Synergism between mellitin and phospholipase A2 from bee venom: apparent activation by intervesicle exchange of phospholipids.

Mellitin, a cationic amphiphilic peptide, has an apparent activating effect on interfacial catalysis by phospholipase A2 (PLA2) of bee venom on zwitterionic vesicles of 1-palmitoyl-2-oleoylglycero-sn-3-phosphocholine (POPC) and on anionic vesicles of 1,2-dimyristoylglycero-sn-3-phosphomethanol (DMPM), as well as on covesicles of POPC/DMPM (3:7). On the other hand, mellitin-induced increase in the rate of pig pancreatic PLA2 is seen only on anionic vesicles. Interfacial kinetic protocols and spectroscopic methods show that the activation is due to enhanced substrate replenishment resulting from intervesicle exchange of zwitterionic or anionic phospholipids through vesicle-vesicle contacts established by mellitin. It is shown that as the hydrolysis on POPC vesicles progresses, due to a high propensity of bee PLA2 for binding to the product containing zwitterionic vesicles, most of the enzyme in the reaction mixture is trapped on few vesicles that are initially hydrolyzed, and thus reaction ceases.
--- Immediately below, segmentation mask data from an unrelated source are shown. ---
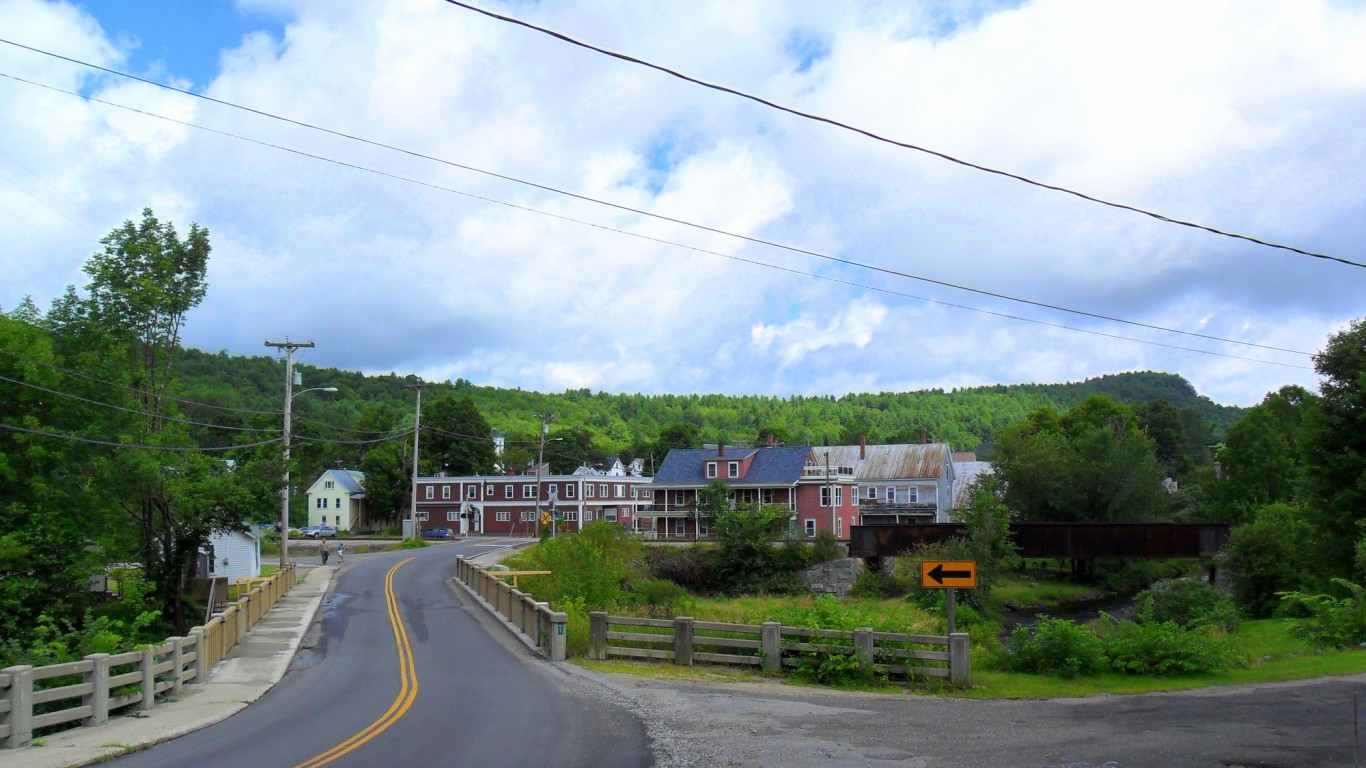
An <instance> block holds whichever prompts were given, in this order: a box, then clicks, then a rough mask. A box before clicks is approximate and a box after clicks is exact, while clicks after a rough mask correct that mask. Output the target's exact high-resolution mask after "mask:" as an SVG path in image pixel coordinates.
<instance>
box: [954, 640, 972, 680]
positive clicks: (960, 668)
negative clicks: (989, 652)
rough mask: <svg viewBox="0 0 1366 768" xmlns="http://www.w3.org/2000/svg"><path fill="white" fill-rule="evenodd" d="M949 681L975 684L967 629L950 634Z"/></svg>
mask: <svg viewBox="0 0 1366 768" xmlns="http://www.w3.org/2000/svg"><path fill="white" fill-rule="evenodd" d="M948 682H951V683H953V685H964V686H966V685H973V661H971V656H970V655H968V642H967V633H966V631H958V633H953V634H951V635H948Z"/></svg>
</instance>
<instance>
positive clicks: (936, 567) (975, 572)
mask: <svg viewBox="0 0 1366 768" xmlns="http://www.w3.org/2000/svg"><path fill="white" fill-rule="evenodd" d="M921 586H925V588H930V589H945V588H949V586H956V588H963V589H973V588H975V586H977V560H921Z"/></svg>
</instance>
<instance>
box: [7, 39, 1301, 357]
mask: <svg viewBox="0 0 1366 768" xmlns="http://www.w3.org/2000/svg"><path fill="white" fill-rule="evenodd" d="M0 42H8V41H4V40H0ZM59 57H60V56H59ZM97 68H100V67H97ZM0 77H3V78H7V79H12V81H16V82H22V83H26V85H31V86H36V87H42V89H48V90H53V92H57V93H64V94H68V96H75V97H76V98H82V100H86V101H92V102H96V104H104V105H108V107H113V108H116V109H124V111H128V112H134V113H138V115H143V116H148V118H156V119H160V120H167V122H169V123H175V124H180V126H184V127H190V128H197V130H201V131H206V133H212V134H217V135H223V137H227V138H234V139H239V141H245V142H250V143H255V145H260V146H266V148H270V149H276V150H280V152H287V153H291V154H298V156H301V157H309V159H311V160H318V161H322V163H332V164H336V165H342V167H344V168H351V169H355V171H362V172H366V174H374V175H378V176H384V178H389V179H395V180H399V182H406V183H411V184H418V186H423V187H428V189H433V190H438V191H445V193H451V194H458V195H463V197H467V198H471V200H478V201H484V202H490V204H494V205H501V206H507V208H512V209H516V210H525V212H529V213H537V215H541V216H548V217H550V219H559V220H561V221H570V223H574V224H581V225H585V227H593V228H597V230H604V231H608V232H616V234H620V235H627V236H632V238H638V239H643V241H650V242H657V243H663V245H669V246H673V247H682V249H687V250H693V251H697V253H705V254H710V256H719V257H721V258H728V260H732V261H739V262H744V264H753V265H758V266H765V268H769V269H779V271H783V272H790V273H792V275H800V276H806V277H816V279H818V280H828V282H832V283H837V284H844V286H851V287H856V288H862V290H867V291H877V292H884V294H889V295H899V297H904V298H911V299H917V301H923V302H929V303H937V305H941V306H951V307H955V309H964V310H968V312H979V313H984V314H990V316H996V317H1003V318H1008V320H1019V321H1025V323H1034V324H1038V325H1048V327H1052V328H1060V329H1065V331H1075V332H1079V333H1091V335H1097V336H1105V338H1111V339H1119V340H1126V342H1135V343H1141V344H1150V346H1157V347H1165V348H1171V350H1182V351H1190V353H1197V354H1206V355H1214V357H1225V358H1232V359H1242V361H1249V362H1258V364H1266V365H1279V366H1284V368H1305V366H1298V365H1291V364H1281V362H1273V361H1262V359H1257V358H1247V357H1240V355H1229V354H1224V353H1214V351H1208V350H1198V348H1193V347H1182V346H1176V344H1165V343H1160V342H1150V340H1145V339H1135V338H1132V336H1121V335H1117V333H1104V332H1100V331H1087V329H1085V328H1075V327H1071V325H1063V324H1056V323H1046V321H1041V320H1033V318H1027V317H1019V316H1014V314H1008V313H1001V312H992V310H985V309H978V307H971V306H966V305H958V303H953V302H945V301H938V299H930V298H925V297H918V295H914V294H906V292H902V291H895V290H891V288H881V287H876V286H866V284H862V283H855V282H851V280H840V279H835V277H828V276H824V275H817V273H813V272H803V271H799V269H792V268H788V266H780V265H776V264H770V262H766V261H759V260H753V258H744V257H738V256H734V254H727V253H721V251H714V250H708V249H703V247H698V246H690V245H683V243H678V242H673V241H667V239H663V238H654V236H650V235H642V234H639V232H631V231H627V230H619V228H616V227H609V225H605V224H597V223H593V221H585V220H581V219H574V217H571V216H563V215H559V213H550V212H546V210H541V209H537V208H530V206H525V205H518V204H512V202H505V201H501V200H497V198H490V197H485V195H479V194H474V193H467V191H462V190H456V189H452V187H445V186H441V184H434V183H430V182H423V180H419V179H413V178H408V176H402V175H398V174H391V172H388V171H378V169H374V168H369V167H365V165H359V164H355V163H347V161H344V160H336V159H332V157H326V156H322V154H314V153H310V152H305V150H301V149H294V148H288V146H283V145H277V143H272V142H268V141H261V139H254V138H250V137H243V135H239V134H234V133H229V131H223V130H219V128H210V127H206V126H199V124H197V123H190V122H186V120H178V119H175V118H168V116H165V115H157V113H154V112H148V111H145V109H138V108H134V107H127V105H123V104H117V102H113V101H107V100H102V98H96V97H93V96H86V94H82V93H78V92H72V90H66V89H61V87H56V86H51V85H45V83H38V82H34V81H29V79H25V78H20V77H16V75H10V74H5V72H0ZM134 79H139V78H134ZM153 85H156V83H153ZM171 90H175V89H171ZM191 96H195V94H191ZM213 101H216V100H213ZM249 111H251V109H249ZM287 122H294V120H287ZM320 130H324V131H326V133H333V131H328V130H326V128H320ZM339 135H346V134H339ZM358 141H366V139H358ZM367 143H374V142H367ZM378 146H387V145H378ZM399 152H407V150H402V149H400V150H399ZM410 154H415V153H410ZM419 157H428V156H419ZM432 160H436V161H438V163H447V164H449V165H455V167H459V168H467V169H473V171H477V172H481V174H488V175H490V176H496V178H500V179H508V180H514V182H518V183H525V184H527V186H531V187H537V189H542V190H548V191H552V193H557V194H564V195H568V197H572V198H578V200H583V201H587V202H596V204H601V205H607V206H611V208H616V209H620V210H626V212H631V213H639V215H642V216H647V217H652V219H657V220H663V221H669V223H675V224H680V225H684V227H693V228H698V230H703V231H709V232H713V234H720V235H727V236H732V238H738V239H742V241H747V242H753V243H758V245H765V246H770V247H776V249H781V250H788V251H792V253H799V254H805V256H811V257H816V258H822V260H826V261H831V262H836V264H843V265H847V266H855V268H861V269H869V271H873V272H882V273H885V275H892V276H897V277H906V279H910V280H919V282H923V283H930V284H936V286H941V287H948V288H956V290H960V291H967V292H974V294H979V295H985V297H992V298H999V299H1004V301H1011V302H1016V303H1026V305H1033V306H1038V307H1042V309H1052V310H1056V312H1064V313H1070V314H1078V316H1083V317H1091V318H1096V320H1106V321H1111V323H1119V324H1124V325H1132V327H1138V328H1147V329H1152V331H1161V332H1167V333H1177V335H1183V336H1191V338H1198V339H1208V340H1212V342H1221V343H1228V344H1238V346H1244V347H1254V348H1262V350H1270V351H1281V353H1288V354H1296V355H1306V357H1313V353H1306V351H1302V350H1291V348H1285V347H1276V346H1269V344H1257V343H1253V342H1240V340H1238V339H1225V338H1221V336H1213V335H1208V333H1197V332H1194V331H1180V329H1176V328H1167V327H1162V325H1153V324H1146V323H1139V321H1134V320H1123V318H1119V317H1111V316H1106V314H1098V313H1091V312H1086V310H1079V309H1071V307H1065V306H1061V305H1050V303H1045V302H1037V301H1033V299H1023V298H1018V297H1011V295H1007V294H999V292H993V291H986V290H982V288H973V287H968V286H962V284H956V283H949V282H945V280H937V279H933V277H925V276H919V275H912V273H908V272H902V271H897V269H891V268H885V266H877V265H870V264H863V262H859V261H854V260H848V258H840V257H833V256H828V254H824V253H820V251H814V250H807V249H802V247H798V246H790V245H783V243H777V242H773V241H765V239H762V238H754V236H749V235H739V234H734V232H727V231H724V230H717V228H713V227H708V225H705V224H695V223H690V221H684V220H682V219H672V217H669V216H664V215H660V213H650V212H646V210H641V209H635V208H630V206H624V205H619V204H615V202H608V201H601V200H597V198H591V197H586V195H581V194H576V193H570V191H564V190H557V189H555V187H548V186H544V184H538V183H534V182H523V180H520V179H515V178H512V176H504V175H501V174H493V172H488V171H479V169H477V168H470V167H466V165H459V164H455V163H449V161H444V160H438V159H432Z"/></svg>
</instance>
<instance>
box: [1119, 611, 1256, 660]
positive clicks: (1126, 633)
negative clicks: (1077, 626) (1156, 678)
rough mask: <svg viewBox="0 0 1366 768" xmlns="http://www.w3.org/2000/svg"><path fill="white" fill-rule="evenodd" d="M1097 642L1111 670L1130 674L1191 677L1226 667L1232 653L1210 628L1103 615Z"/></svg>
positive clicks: (1216, 632) (1215, 630)
mask: <svg viewBox="0 0 1366 768" xmlns="http://www.w3.org/2000/svg"><path fill="white" fill-rule="evenodd" d="M1104 620H1105V623H1106V626H1105V629H1104V631H1102V633H1101V642H1102V644H1104V648H1105V656H1106V657H1109V661H1111V667H1113V668H1115V671H1117V672H1127V674H1131V675H1191V674H1197V672H1209V671H1213V670H1223V668H1225V667H1228V666H1229V664H1231V663H1232V660H1233V657H1235V653H1233V650H1232V646H1231V645H1229V644H1228V641H1227V640H1225V638H1224V637H1223V633H1220V631H1218V630H1216V629H1213V627H1199V629H1186V627H1183V626H1180V625H1177V623H1176V622H1132V620H1128V619H1119V620H1116V619H1115V618H1112V616H1109V615H1104Z"/></svg>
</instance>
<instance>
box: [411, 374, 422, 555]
mask: <svg viewBox="0 0 1366 768" xmlns="http://www.w3.org/2000/svg"><path fill="white" fill-rule="evenodd" d="M423 387H426V384H425V383H422V381H418V383H417V384H408V389H417V391H418V404H417V407H415V409H414V411H413V506H411V508H408V530H410V532H411V533H413V540H414V541H415V540H417V538H418V440H419V439H421V437H422V388H423Z"/></svg>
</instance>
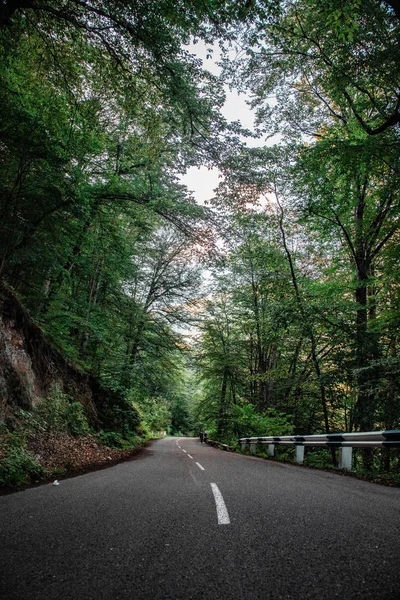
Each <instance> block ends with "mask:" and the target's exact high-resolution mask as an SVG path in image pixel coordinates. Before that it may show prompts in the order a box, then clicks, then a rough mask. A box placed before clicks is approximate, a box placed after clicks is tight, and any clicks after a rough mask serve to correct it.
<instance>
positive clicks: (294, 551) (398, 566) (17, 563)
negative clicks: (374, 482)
mask: <svg viewBox="0 0 400 600" xmlns="http://www.w3.org/2000/svg"><path fill="white" fill-rule="evenodd" d="M0 544H1V545H0V598H1V599H2V600H9V599H17V598H18V599H21V600H33V599H46V600H53V599H60V600H61V599H62V600H68V599H78V600H79V599H81V598H82V599H88V600H89V599H93V600H101V599H107V600H117V599H129V600H158V599H159V600H164V599H176V600H187V599H198V598H204V599H205V598H209V599H212V600H216V599H221V600H222V599H223V600H236V599H238V600H239V599H246V600H255V599H258V598H260V599H265V600H269V599H271V600H275V599H276V600H278V599H279V600H280V599H285V600H286V599H287V600H295V599H298V600H303V599H310V600H311V599H312V600H319V599H324V598H326V599H328V598H329V599H332V598H343V599H346V600H347V599H353V598H357V599H360V600H368V599H371V600H380V599H382V600H399V598H400V489H397V488H396V489H393V488H385V487H383V486H378V485H374V484H371V483H367V482H363V481H358V480H356V479H353V478H350V477H344V476H341V475H338V474H334V473H327V472H323V471H316V470H309V469H306V468H302V467H297V466H294V465H293V466H292V465H287V464H280V463H276V462H272V461H264V460H262V459H258V458H255V457H246V456H240V455H235V454H227V453H225V452H221V451H219V450H216V449H214V448H211V447H209V446H205V445H201V444H200V442H199V441H198V440H197V439H192V438H181V439H179V440H178V439H176V438H175V439H173V438H166V439H162V440H158V441H155V442H153V443H152V444H151V445H150V446H149V447H147V448H145V449H144V451H143V452H142V453H141V454H140V455H139V456H138V457H137V458H136V459H135V460H133V461H130V462H125V463H122V464H120V465H117V466H114V467H111V468H109V469H105V470H102V471H96V472H94V473H89V474H86V475H81V476H79V477H75V478H71V479H66V480H64V481H61V482H60V485H59V486H53V485H52V484H46V485H43V486H41V487H37V488H34V489H30V490H26V491H23V492H20V493H17V494H12V495H9V496H2V497H0Z"/></svg>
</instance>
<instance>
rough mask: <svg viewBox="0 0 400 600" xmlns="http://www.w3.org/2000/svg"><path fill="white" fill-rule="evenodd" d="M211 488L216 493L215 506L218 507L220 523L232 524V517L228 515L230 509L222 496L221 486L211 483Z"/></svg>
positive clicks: (218, 520) (215, 496) (213, 492)
mask: <svg viewBox="0 0 400 600" xmlns="http://www.w3.org/2000/svg"><path fill="white" fill-rule="evenodd" d="M210 485H211V489H212V491H213V494H214V499H215V506H216V508H217V517H218V525H230V522H231V521H230V519H229V515H228V509H227V508H226V504H225V502H224V499H223V497H222V494H221V492H220V491H219V487H218V486H217V484H216V483H210Z"/></svg>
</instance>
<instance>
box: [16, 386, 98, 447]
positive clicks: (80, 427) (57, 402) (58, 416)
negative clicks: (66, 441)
mask: <svg viewBox="0 0 400 600" xmlns="http://www.w3.org/2000/svg"><path fill="white" fill-rule="evenodd" d="M20 416H22V419H23V425H24V427H25V428H27V430H28V431H33V432H35V431H36V432H38V433H45V434H53V433H60V432H66V433H70V434H71V435H75V436H77V435H85V434H87V433H89V431H90V427H89V424H88V421H87V418H86V416H85V412H84V408H83V406H82V404H81V403H80V402H71V400H70V398H69V396H68V395H67V394H65V393H64V392H63V391H62V389H61V388H60V387H59V386H54V387H53V388H52V389H51V391H50V392H49V394H48V395H47V396H46V397H45V398H42V399H41V400H40V401H39V402H38V404H37V406H36V407H35V408H34V409H32V410H31V411H20Z"/></svg>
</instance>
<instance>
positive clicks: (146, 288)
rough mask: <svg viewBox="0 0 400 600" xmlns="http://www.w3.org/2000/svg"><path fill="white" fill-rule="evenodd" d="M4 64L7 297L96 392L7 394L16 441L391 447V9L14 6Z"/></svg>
mask: <svg viewBox="0 0 400 600" xmlns="http://www.w3.org/2000/svg"><path fill="white" fill-rule="evenodd" d="M196 44H198V45H200V46H201V47H203V48H207V49H208V50H207V52H208V54H209V56H213V55H214V56H215V57H216V60H218V61H219V66H220V75H218V76H217V75H213V74H212V73H210V72H209V71H208V70H207V69H206V68H205V67H204V64H203V61H202V60H201V59H199V58H198V57H197V55H196V54H195V53H193V52H194V50H193V48H196ZM0 53H1V60H0V94H1V107H2V110H1V114H0V121H1V122H0V148H1V153H0V171H1V178H0V232H1V235H0V280H1V289H2V290H3V292H4V294H8V295H10V294H12V295H13V297H14V298H15V301H16V302H18V303H20V305H21V306H22V307H23V309H24V310H25V311H26V314H27V318H28V315H29V319H32V323H34V324H35V326H37V327H39V328H40V331H41V332H42V333H43V335H44V336H45V338H46V340H47V341H48V342H49V344H50V345H51V346H52V348H54V349H55V351H56V352H57V353H59V355H60V356H61V357H63V360H65V361H66V362H67V363H68V365H71V368H74V369H76V372H77V373H80V374H84V375H86V376H88V377H90V378H91V381H95V382H96V386H98V389H99V390H101V393H100V392H99V393H100V396H101V402H100V403H99V405H98V407H97V413H98V414H97V416H96V418H93V417H92V418H91V417H90V415H89V414H85V411H84V410H83V411H82V410H81V409H80V408H79V407H77V403H76V402H74V400H75V399H76V398H75V399H74V397H73V392H72V391H71V390H70V389H68V385H67V386H64V385H62V386H61V387H60V386H59V385H58V386H54V385H50V383H49V385H48V390H47V392H46V394H47V395H45V397H44V398H43V401H42V403H41V402H39V401H37V400H36V401H35V402H33V405H32V406H26V405H25V404H24V403H22V402H20V401H19V400H18V395H17V394H14V395H12V394H11V393H10V392H6V386H5V384H4V385H3V384H2V383H1V381H0V393H2V395H3V398H1V399H0V400H1V401H0V410H1V414H0V423H1V425H0V427H2V429H1V432H3V436H5V437H6V438H7V436H8V438H7V439H13V440H14V441H15V434H13V431H14V429H15V428H18V427H20V426H21V422H22V421H24V422H29V423H30V424H31V425H30V426H31V427H32V419H33V421H35V418H36V417H35V418H34V417H32V415H34V414H36V413H37V415H39V417H40V418H41V419H42V421H43V419H44V421H45V422H51V423H52V424H53V425H52V426H53V427H54V428H57V426H59V423H60V422H61V421H62V420H63V419H64V422H65V423H66V425H65V427H67V428H68V427H69V430H70V433H71V434H75V435H78V434H87V432H88V431H92V432H94V431H96V432H97V435H99V436H102V438H101V439H102V440H103V442H104V443H108V444H109V445H113V444H114V446H119V447H123V448H125V447H129V445H132V444H134V443H135V441H136V440H137V439H138V437H139V436H143V435H146V434H147V433H149V432H156V431H160V430H166V431H168V432H169V433H172V434H175V433H179V434H183V435H185V434H193V433H197V430H198V428H199V427H205V428H206V429H207V431H208V432H209V436H211V437H214V438H216V439H218V440H220V441H222V442H224V443H230V444H232V443H234V441H235V440H236V439H237V437H238V436H243V435H261V434H264V435H267V434H269V435H279V434H281V435H284V434H288V433H292V432H293V433H298V434H312V433H319V432H327V433H329V432H340V431H369V430H374V429H395V428H399V427H400V402H399V398H400V358H399V355H398V352H399V348H398V343H399V339H398V338H399V324H400V270H399V264H400V262H399V259H400V250H399V248H400V246H399V243H398V242H399V232H400V227H399V226H400V194H399V192H400V152H399V150H400V129H399V124H400V60H399V59H400V4H399V3H398V2H397V1H396V0H392V1H389V0H364V1H361V0H347V1H345V2H344V1H343V0H288V1H284V0H282V1H271V0H248V1H247V2H244V1H243V2H241V1H239V0H237V1H236V0H225V1H218V2H216V1H214V0H188V1H183V0H176V1H174V2H172V1H171V0H160V1H155V0H154V1H153V0H149V1H144V0H116V1H114V2H108V1H107V0H91V1H86V0H59V1H57V2H56V1H52V0H29V1H28V0H27V1H24V0H18V1H16V0H5V1H4V2H2V3H1V6H0ZM229 89H231V90H237V91H238V92H240V93H242V94H245V95H246V97H247V98H248V102H249V105H250V106H251V108H252V110H253V111H254V115H255V129H254V130H253V131H247V130H246V129H245V128H244V127H243V126H242V125H241V123H240V114H238V121H234V122H230V121H227V120H226V119H225V118H224V117H223V113H222V112H221V109H222V107H223V105H224V102H225V99H226V93H227V90H229ZM204 166H206V167H208V168H215V169H218V171H219V173H220V184H219V186H218V188H217V189H216V190H215V193H214V195H213V197H210V198H209V200H208V202H206V204H205V205H200V204H199V203H197V202H196V201H195V198H194V196H193V193H192V191H191V190H190V189H188V188H187V187H186V186H184V185H183V184H182V183H181V179H182V176H183V175H184V174H185V173H186V172H187V171H188V169H190V168H191V167H204ZM0 354H1V353H0ZM92 387H93V386H92ZM96 389H97V388H96ZM2 390H3V391H2ZM41 406H42V409H41V408H40V407H41ZM80 406H81V405H80ZM82 406H84V405H82ZM43 407H44V408H43ZM71 407H72V408H71ZM16 411H17V412H16ZM18 411H19V412H18ZM32 411H33V412H32ZM35 411H36V413H35ZM46 411H47V412H46ZM28 413H29V414H28ZM40 415H41V416H40ZM46 415H47V416H46ZM71 415H72V416H71ZM55 417H57V418H55ZM46 419H47V421H46ZM60 420H61V421H60ZM44 421H43V422H44ZM57 423H58V425H57ZM65 423H64V424H65ZM13 435H14V438H13ZM24 439H25V438H24ZM5 443H6V444H7V443H9V445H10V442H5ZM24 443H25V442H24ZM18 444H20V447H19V448H20V451H21V452H22V450H21V444H22V442H21V441H20V440H19V442H18ZM10 447H11V446H10ZM14 451H15V448H14ZM4 452H5V451H4ZM4 452H3V456H6V454H4ZM27 452H28V451H25V455H24V456H25V458H26V457H27V456H28V454H27ZM363 458H364V467H368V468H373V464H372V460H373V458H372V455H371V453H369V452H364V456H363ZM0 459H1V455H0ZM32 460H33V459H32ZM376 460H378V459H376ZM397 464H398V455H397V454H396V451H395V450H391V451H390V450H385V452H383V454H382V456H380V457H379V465H380V468H382V469H383V468H385V469H390V468H394V467H395V466H397ZM375 466H376V465H375Z"/></svg>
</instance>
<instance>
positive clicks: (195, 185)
mask: <svg viewBox="0 0 400 600" xmlns="http://www.w3.org/2000/svg"><path fill="white" fill-rule="evenodd" d="M187 50H188V51H189V52H191V53H192V54H195V55H196V56H197V57H198V58H200V59H201V60H202V61H203V67H204V68H205V69H207V70H208V71H210V72H211V73H213V74H214V75H217V76H218V75H219V74H220V72H221V69H220V67H219V66H218V65H217V64H216V63H217V62H218V58H219V55H220V54H219V49H218V46H217V45H216V46H214V51H213V58H207V54H208V52H207V47H206V46H205V44H204V43H203V42H199V43H197V44H191V45H190V46H187ZM225 93H226V101H225V104H224V106H223V108H222V111H221V112H222V114H223V116H224V117H225V118H226V120H227V121H228V122H229V121H240V122H241V123H242V125H243V127H245V128H247V129H250V130H252V129H253V127H254V112H253V111H252V110H251V109H250V108H249V106H248V105H247V104H246V99H248V98H246V96H245V95H244V94H238V93H237V92H235V91H230V90H229V88H228V86H225ZM249 142H250V143H249V145H251V143H253V144H254V145H259V143H260V142H259V141H258V140H249ZM220 181H221V179H220V174H219V172H218V169H216V168H214V169H208V168H207V167H200V168H197V167H191V168H190V169H188V170H187V172H186V174H185V175H183V176H182V177H181V183H182V184H184V185H186V186H187V187H188V188H189V189H190V190H191V191H192V192H193V195H194V197H195V199H196V201H197V202H198V203H199V204H204V202H205V201H207V200H210V199H211V198H212V197H213V195H214V193H213V190H214V189H215V188H216V187H217V186H218V184H219V183H220Z"/></svg>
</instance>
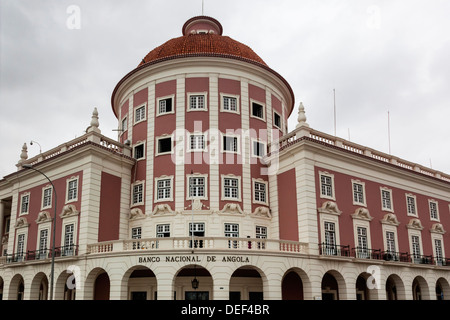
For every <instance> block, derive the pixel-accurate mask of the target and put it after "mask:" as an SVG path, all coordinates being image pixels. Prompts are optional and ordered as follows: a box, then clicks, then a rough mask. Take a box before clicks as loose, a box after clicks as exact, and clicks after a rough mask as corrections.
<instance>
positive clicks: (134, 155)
mask: <svg viewBox="0 0 450 320" xmlns="http://www.w3.org/2000/svg"><path fill="white" fill-rule="evenodd" d="M134 158H135V159H142V158H144V144H143V143H142V144H139V145H137V146H135V147H134Z"/></svg>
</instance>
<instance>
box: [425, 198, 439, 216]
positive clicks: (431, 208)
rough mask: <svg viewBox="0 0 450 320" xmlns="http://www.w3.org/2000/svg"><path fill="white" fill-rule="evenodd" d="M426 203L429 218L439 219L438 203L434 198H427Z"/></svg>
mask: <svg viewBox="0 0 450 320" xmlns="http://www.w3.org/2000/svg"><path fill="white" fill-rule="evenodd" d="M428 205H429V207H430V218H431V220H439V213H438V204H437V202H436V201H434V200H428Z"/></svg>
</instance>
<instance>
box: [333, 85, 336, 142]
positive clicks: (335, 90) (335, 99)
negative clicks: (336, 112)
mask: <svg viewBox="0 0 450 320" xmlns="http://www.w3.org/2000/svg"><path fill="white" fill-rule="evenodd" d="M333 101H334V135H335V136H336V90H335V89H333Z"/></svg>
Under these conditions, mellitin promotes substrate replenishment by direct exchange of the products of hydrolysis from the enzyme-containing vesicles with the substrate present in excess vesicles which have not been hydrolyzed. Pig PLA2 has poor affinity for POPC vesicles, and the affinity is only modestly higher in the presence of low mole fractions of the products of hydrolysis; therefore, the enzyme is not trapped on those vesicles. Biophysical studies confirm that the phospholipid exchange occurs through stable intervesicle contacts formed by low mole fractions of mellitin, without transbilayer movement of phospholipids or fusion of vesicles. At high mole fraction (> 1.5%) mellitin induces leakage in POPC vesicles and does not form additional contacts. In POPC/DMPM vesicles, the contacts are formed even at high mole fractions of mellitin. Changes in intrinsic tryptophan fluorescence of mellitin indicate that bound mellitin exists in at least two different functional forms depending on the lipid composition and on the lipid:peptide ratio. A model is proposed to accommodate amphiphilic mellitin as a transmembrane channel or an intervesicle contact.